Problem Definition
(taken from P-99: Ninety-Nine Prolog Problems)
We suppose that the nodes of a multiway tree contain single characters. In the depth-first order sequence of its nodes, a special character ^ has been inserted whenever, during the tree traversal, the move is a backtrack to the previous level.
By this rule, the tree in the figure is represented as: afg^^c^bd^e^^^
Define the syntax of the string and write a predicate tree(String,Tree) to construct the Tree when the String is given. Work with atoms (instead of strings). Make your predicate work in both directions.

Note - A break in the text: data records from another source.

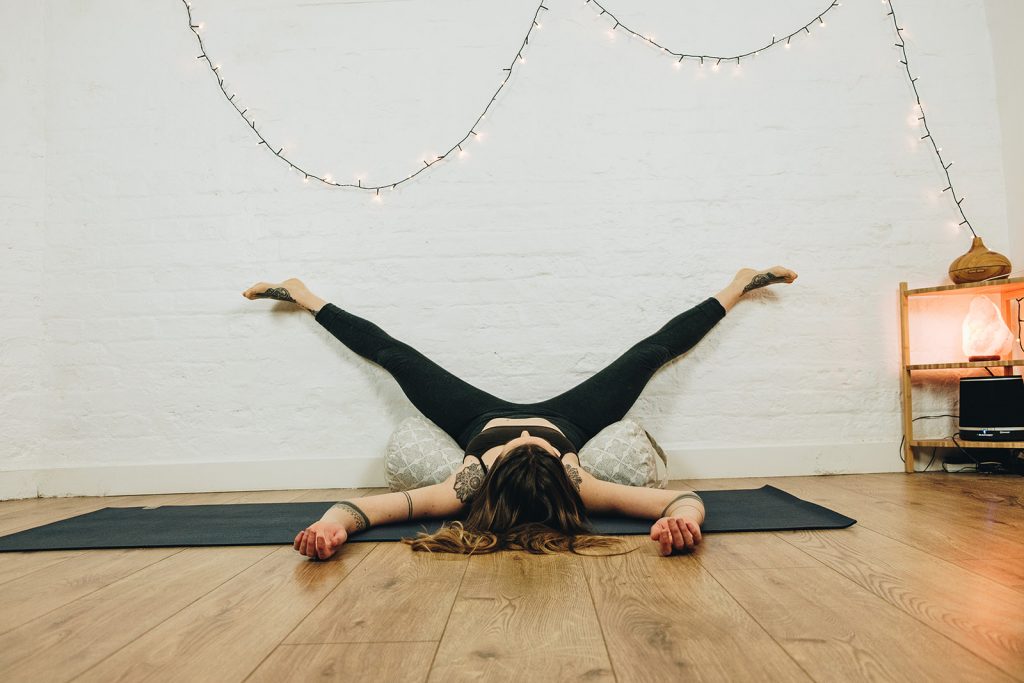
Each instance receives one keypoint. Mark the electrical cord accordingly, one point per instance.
(934, 450)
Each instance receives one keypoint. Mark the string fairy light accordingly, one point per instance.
(326, 179)
(473, 132)
(717, 58)
(924, 120)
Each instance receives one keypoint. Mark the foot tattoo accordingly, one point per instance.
(763, 280)
(279, 293)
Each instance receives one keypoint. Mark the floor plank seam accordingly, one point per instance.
(48, 566)
(754, 619)
(914, 616)
(600, 626)
(172, 615)
(440, 639)
(299, 622)
(355, 642)
(100, 588)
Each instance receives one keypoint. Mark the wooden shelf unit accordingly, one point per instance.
(1007, 290)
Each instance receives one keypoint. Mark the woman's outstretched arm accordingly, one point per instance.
(322, 539)
(677, 514)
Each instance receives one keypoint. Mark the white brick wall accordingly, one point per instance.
(610, 191)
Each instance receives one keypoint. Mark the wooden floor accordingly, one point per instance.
(928, 586)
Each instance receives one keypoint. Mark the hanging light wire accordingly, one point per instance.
(905, 60)
(358, 184)
(717, 58)
(376, 188)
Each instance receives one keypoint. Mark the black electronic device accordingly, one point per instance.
(991, 409)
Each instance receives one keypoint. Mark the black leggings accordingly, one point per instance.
(462, 410)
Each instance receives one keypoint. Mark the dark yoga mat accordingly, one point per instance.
(764, 509)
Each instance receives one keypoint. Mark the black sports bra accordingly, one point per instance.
(500, 435)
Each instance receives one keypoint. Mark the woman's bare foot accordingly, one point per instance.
(292, 290)
(754, 280)
(749, 279)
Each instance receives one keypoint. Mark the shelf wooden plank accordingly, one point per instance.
(1004, 286)
(949, 443)
(976, 364)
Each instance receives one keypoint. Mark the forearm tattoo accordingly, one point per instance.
(468, 482)
(573, 475)
(409, 499)
(679, 498)
(279, 293)
(763, 280)
(361, 521)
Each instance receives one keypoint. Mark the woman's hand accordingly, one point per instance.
(321, 540)
(675, 534)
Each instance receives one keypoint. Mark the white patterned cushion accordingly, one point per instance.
(625, 453)
(420, 454)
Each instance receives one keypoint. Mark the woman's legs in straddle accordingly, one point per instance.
(606, 396)
(455, 406)
(443, 398)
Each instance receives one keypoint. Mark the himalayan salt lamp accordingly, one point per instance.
(986, 337)
(978, 264)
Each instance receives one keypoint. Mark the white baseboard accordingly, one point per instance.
(797, 460)
(684, 463)
(193, 477)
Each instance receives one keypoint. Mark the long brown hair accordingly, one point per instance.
(526, 502)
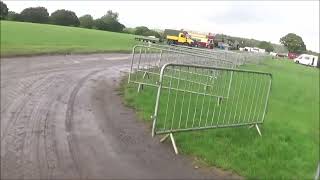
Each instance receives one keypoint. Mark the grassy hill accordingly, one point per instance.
(20, 38)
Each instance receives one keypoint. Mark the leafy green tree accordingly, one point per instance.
(13, 16)
(65, 18)
(141, 30)
(35, 15)
(129, 30)
(293, 42)
(4, 10)
(266, 45)
(109, 22)
(86, 21)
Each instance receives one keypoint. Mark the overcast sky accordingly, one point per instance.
(262, 20)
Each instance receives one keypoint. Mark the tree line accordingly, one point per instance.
(63, 17)
(110, 22)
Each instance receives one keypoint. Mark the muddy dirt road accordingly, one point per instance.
(62, 118)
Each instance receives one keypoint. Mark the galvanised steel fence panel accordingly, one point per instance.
(192, 97)
(146, 62)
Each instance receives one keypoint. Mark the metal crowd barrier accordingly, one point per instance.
(199, 88)
(192, 97)
(147, 61)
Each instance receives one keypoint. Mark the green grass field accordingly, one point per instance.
(289, 146)
(20, 38)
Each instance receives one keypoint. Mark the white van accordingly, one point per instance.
(307, 59)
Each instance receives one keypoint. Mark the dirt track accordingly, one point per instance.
(62, 118)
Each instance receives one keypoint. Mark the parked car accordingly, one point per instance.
(307, 59)
(292, 55)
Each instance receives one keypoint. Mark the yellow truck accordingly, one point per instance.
(178, 37)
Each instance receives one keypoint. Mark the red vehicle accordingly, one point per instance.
(292, 55)
(203, 41)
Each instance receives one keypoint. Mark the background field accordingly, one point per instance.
(19, 38)
(288, 147)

Solution Part 1: String2Tree
This is easy with a stack. Here's the pseudocode:
FUNCTION String2Tree(String str) : Tree
LET st BE New-Stack<Node>
LET root BE New-Node
st.push(root)
FOREACH el IN str
IF el IS '^'
st.pop()
ELSE
LET child BE New-Node(el)
LET top BE st.top()
top.adopt(child)
st.push(child)
RETURN New-Tree(root)
The use of a dummy root node simplifies matters. Essentially the algorithm is as follows:
- Scan the string left to right
- Whenever we encounter a node label, we create a new node
- That node is adopted by the top of the stack
- That node is then pushed to the the stack and becomes the new top
- When we encounter a
'^', we simply pop off the top of the stack
Solution Part 2: Tree2String
The opposite direction is a matter of simple recursion:
FUNCTION string(Tree t) : String
LET sb BE New-StringBuffer
visit(t.root, sb)
RETURN New-String(sb)
PROCEDURE visit(Node n, StringBuffer sb)
sb.append(n.label)
FOREACH child IN n.children()
visit(child, sb)
sb.append('^')
As specified in the problem, we insert ^ whenever we backtrack to the previous level.